The Zamindari as well as the Ryotwari System could not fulfil the expectations of the policymakers. A third type of system called Mahalwari system was introduced in Agra, Awadh (Oudh), Central parts of India, Punjab, parts of Gangetic valley etc during regime of Lord Hastings.
Mahal refers to an estate with many cultivators. The term Mahal referred to the fiscal unit / revenue division into which the whole land was divided by Akbar. In Mahalwari system, all the proprieties of a Mahal were jointly and severally responsible, in their persons and property, for the sum assessed by the government on that Mahal. If the number of the proprietors was large, some of them were made representatives of all. The ownership and occupancy right was reserved for individual peasants. Even cultivation was to be dome individually. But for the payment of the land revenue, the peasants were jointly responsible. Usually the village as a whole would be designated a Mahal and it paid the revenue via its headman called Lambardar. Thus, Lambardars worked as a link between the individual tillers and the government, but they were not given rights like those of Zamindars. The issues with the Mahalwari system were as follows:
- In actual practice, only some big families could take the land rights not all villagers.

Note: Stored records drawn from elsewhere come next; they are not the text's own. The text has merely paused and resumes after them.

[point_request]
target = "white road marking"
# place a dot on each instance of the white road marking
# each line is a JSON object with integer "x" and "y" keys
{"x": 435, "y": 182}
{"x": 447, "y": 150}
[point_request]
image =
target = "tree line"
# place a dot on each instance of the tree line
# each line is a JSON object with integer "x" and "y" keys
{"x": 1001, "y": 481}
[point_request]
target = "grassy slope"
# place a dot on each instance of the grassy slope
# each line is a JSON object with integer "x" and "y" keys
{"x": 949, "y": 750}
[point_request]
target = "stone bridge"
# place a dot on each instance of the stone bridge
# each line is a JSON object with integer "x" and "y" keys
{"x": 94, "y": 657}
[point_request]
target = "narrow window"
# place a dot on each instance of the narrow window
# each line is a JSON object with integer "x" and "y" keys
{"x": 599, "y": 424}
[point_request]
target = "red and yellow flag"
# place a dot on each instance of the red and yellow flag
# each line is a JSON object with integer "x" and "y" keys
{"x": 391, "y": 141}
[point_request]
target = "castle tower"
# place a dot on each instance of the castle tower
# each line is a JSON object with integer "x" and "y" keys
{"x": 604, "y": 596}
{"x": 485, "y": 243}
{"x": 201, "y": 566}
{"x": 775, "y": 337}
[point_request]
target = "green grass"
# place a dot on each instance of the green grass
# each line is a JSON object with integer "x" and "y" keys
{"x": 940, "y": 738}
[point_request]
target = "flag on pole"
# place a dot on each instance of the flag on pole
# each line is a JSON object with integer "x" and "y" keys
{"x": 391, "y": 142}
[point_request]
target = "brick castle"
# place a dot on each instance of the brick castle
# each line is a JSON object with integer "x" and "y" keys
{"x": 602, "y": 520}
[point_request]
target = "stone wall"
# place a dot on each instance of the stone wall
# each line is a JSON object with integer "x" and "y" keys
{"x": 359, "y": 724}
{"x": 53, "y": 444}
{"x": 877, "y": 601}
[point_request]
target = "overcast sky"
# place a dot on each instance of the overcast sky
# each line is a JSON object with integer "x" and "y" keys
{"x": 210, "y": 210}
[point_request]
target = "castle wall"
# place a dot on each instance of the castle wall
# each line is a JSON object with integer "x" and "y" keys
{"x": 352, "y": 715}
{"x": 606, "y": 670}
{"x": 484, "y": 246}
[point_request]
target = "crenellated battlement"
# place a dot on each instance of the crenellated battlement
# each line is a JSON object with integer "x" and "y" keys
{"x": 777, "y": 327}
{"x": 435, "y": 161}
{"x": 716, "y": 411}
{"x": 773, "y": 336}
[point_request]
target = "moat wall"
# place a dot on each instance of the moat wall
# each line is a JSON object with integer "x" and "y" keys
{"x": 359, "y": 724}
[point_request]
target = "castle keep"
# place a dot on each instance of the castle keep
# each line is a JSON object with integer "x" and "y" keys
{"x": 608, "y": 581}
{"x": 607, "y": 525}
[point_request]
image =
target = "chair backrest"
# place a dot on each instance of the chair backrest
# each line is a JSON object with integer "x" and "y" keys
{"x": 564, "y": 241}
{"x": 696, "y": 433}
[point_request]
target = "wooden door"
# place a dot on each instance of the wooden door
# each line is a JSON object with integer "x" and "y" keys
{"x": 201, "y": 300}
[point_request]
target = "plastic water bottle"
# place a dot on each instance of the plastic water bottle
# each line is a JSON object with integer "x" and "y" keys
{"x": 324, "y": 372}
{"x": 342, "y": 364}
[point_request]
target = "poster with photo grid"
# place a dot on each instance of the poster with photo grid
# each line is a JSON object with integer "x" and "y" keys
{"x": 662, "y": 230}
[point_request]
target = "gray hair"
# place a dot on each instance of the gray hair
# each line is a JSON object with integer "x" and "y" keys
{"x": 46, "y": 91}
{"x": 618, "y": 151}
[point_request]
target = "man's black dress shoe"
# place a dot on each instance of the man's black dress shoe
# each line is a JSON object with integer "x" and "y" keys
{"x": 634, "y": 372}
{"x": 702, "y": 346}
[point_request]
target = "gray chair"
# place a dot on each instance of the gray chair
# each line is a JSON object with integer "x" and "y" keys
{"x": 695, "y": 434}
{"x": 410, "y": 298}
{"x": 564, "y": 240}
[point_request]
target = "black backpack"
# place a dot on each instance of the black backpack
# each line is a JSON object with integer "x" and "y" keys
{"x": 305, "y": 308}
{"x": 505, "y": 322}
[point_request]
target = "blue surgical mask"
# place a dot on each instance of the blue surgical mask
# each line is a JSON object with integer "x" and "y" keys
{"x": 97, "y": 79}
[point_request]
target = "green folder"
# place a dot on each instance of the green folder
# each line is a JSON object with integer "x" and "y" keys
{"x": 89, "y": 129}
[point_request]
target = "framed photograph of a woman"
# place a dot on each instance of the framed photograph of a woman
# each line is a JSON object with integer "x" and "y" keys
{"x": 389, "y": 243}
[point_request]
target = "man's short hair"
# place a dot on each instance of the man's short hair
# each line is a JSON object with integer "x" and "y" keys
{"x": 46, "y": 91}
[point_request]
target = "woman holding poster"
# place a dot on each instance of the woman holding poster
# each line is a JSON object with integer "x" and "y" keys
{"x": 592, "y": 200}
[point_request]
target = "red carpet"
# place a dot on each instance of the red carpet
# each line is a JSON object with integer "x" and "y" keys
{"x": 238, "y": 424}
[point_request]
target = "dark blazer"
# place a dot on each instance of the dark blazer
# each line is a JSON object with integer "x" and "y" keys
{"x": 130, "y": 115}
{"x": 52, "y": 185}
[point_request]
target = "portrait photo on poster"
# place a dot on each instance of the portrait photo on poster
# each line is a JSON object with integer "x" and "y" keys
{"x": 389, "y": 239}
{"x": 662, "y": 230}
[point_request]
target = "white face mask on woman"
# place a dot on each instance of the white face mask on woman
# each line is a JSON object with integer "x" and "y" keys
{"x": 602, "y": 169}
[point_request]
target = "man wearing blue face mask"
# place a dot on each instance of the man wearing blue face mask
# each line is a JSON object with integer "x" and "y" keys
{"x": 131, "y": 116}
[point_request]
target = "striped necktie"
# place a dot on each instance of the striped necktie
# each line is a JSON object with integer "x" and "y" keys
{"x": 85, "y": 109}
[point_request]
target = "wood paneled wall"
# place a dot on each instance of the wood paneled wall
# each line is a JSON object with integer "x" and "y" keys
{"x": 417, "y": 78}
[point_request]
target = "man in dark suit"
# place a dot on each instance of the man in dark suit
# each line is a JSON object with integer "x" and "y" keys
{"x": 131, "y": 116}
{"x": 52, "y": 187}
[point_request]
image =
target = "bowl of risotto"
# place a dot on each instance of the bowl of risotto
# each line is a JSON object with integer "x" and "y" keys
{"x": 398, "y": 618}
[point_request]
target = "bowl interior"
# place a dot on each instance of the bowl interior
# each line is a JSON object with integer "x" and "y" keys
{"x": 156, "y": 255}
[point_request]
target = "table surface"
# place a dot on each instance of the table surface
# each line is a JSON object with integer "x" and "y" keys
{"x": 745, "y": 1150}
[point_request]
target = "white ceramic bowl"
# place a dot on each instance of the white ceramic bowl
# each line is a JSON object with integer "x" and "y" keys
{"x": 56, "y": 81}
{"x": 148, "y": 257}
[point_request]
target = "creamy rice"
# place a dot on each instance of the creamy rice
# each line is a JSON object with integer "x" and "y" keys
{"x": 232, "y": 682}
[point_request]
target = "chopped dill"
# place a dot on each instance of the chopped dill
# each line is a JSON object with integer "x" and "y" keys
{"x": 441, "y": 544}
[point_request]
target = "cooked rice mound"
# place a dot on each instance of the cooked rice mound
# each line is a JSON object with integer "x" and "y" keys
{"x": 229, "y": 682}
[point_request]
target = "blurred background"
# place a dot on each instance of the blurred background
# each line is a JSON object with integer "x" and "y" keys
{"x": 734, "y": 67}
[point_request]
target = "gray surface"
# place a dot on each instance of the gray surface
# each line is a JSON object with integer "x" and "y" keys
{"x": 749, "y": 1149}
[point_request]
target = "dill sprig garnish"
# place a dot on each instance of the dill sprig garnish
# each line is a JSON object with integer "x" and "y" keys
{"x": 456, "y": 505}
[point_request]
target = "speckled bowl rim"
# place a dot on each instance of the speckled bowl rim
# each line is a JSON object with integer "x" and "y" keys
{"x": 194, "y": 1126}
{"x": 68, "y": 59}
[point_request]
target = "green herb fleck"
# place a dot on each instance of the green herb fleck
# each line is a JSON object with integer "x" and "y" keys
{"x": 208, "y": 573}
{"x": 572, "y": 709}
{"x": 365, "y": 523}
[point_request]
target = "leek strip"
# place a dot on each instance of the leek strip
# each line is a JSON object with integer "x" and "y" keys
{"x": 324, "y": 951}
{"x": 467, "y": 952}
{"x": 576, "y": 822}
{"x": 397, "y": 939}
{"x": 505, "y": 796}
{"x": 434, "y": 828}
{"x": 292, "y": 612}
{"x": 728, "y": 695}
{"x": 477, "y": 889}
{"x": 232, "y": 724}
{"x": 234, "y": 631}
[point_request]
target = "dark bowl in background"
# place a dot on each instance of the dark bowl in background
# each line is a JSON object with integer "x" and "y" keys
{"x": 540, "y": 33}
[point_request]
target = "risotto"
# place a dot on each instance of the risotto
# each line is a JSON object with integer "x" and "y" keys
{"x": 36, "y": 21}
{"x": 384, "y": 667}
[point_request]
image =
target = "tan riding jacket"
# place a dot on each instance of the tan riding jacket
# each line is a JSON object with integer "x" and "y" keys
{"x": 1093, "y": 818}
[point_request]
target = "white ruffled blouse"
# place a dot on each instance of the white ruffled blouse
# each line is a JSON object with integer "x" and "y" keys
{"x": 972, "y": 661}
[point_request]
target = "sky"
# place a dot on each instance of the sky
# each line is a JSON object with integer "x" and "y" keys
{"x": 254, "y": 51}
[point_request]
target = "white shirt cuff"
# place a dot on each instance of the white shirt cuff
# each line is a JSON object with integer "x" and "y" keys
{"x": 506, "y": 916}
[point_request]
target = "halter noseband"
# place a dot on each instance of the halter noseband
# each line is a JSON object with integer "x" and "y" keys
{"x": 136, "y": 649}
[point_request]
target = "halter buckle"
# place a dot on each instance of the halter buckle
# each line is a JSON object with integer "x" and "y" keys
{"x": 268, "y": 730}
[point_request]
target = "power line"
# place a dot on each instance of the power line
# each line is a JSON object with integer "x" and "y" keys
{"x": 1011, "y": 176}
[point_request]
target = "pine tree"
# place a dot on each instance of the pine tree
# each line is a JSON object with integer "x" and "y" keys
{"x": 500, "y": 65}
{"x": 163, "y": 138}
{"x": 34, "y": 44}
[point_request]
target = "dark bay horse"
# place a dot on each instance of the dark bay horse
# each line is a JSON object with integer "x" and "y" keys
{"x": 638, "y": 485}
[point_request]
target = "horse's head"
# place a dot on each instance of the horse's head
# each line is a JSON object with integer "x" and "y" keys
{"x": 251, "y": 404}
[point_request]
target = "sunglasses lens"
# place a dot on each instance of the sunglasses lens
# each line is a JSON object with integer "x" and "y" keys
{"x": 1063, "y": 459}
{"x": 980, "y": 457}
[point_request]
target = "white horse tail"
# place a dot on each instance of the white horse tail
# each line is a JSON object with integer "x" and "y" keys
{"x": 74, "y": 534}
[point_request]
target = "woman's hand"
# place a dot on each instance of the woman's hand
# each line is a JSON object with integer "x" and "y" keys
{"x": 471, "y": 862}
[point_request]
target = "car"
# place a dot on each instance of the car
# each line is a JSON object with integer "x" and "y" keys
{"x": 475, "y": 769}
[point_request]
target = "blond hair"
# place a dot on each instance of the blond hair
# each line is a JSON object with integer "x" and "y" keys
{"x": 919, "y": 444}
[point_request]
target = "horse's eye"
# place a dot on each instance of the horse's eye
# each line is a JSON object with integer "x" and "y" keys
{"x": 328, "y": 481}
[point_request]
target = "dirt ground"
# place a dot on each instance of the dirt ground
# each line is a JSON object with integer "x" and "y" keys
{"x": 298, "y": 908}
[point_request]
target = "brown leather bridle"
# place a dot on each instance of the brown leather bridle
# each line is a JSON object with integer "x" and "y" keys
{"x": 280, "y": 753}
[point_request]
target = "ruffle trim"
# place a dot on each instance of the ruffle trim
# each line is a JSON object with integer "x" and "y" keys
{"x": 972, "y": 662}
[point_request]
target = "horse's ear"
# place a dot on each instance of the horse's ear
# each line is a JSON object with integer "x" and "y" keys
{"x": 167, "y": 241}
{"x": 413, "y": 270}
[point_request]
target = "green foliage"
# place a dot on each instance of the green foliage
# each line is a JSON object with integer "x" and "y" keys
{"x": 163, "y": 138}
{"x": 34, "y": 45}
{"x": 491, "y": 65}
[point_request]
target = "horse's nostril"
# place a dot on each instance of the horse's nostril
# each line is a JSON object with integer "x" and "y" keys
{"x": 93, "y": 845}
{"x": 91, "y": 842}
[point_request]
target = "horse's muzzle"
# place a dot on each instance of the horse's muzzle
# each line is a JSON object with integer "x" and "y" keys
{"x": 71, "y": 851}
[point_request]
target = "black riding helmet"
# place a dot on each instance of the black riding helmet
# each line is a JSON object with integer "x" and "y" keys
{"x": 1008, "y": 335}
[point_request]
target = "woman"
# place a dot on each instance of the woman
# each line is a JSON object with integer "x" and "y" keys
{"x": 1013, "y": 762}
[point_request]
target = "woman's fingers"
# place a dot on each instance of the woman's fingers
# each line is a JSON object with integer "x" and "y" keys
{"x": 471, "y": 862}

- The stable revenue dream of the government could not be fulfilled.
- Mahalwari was a limited reform in area as well as duration. It was a temporary settlement.
Side by side with the Mahalwari system there existed Talukdar system which recognised the Talukdar as the proprietor and gave him full control over the ryot. It differed from the zamindari or permanent system of Bengal only in as much as it was not permanent. This system prevailed in some parts of current states of Uttar Pradesh, Madhya Pradesh and Punjab.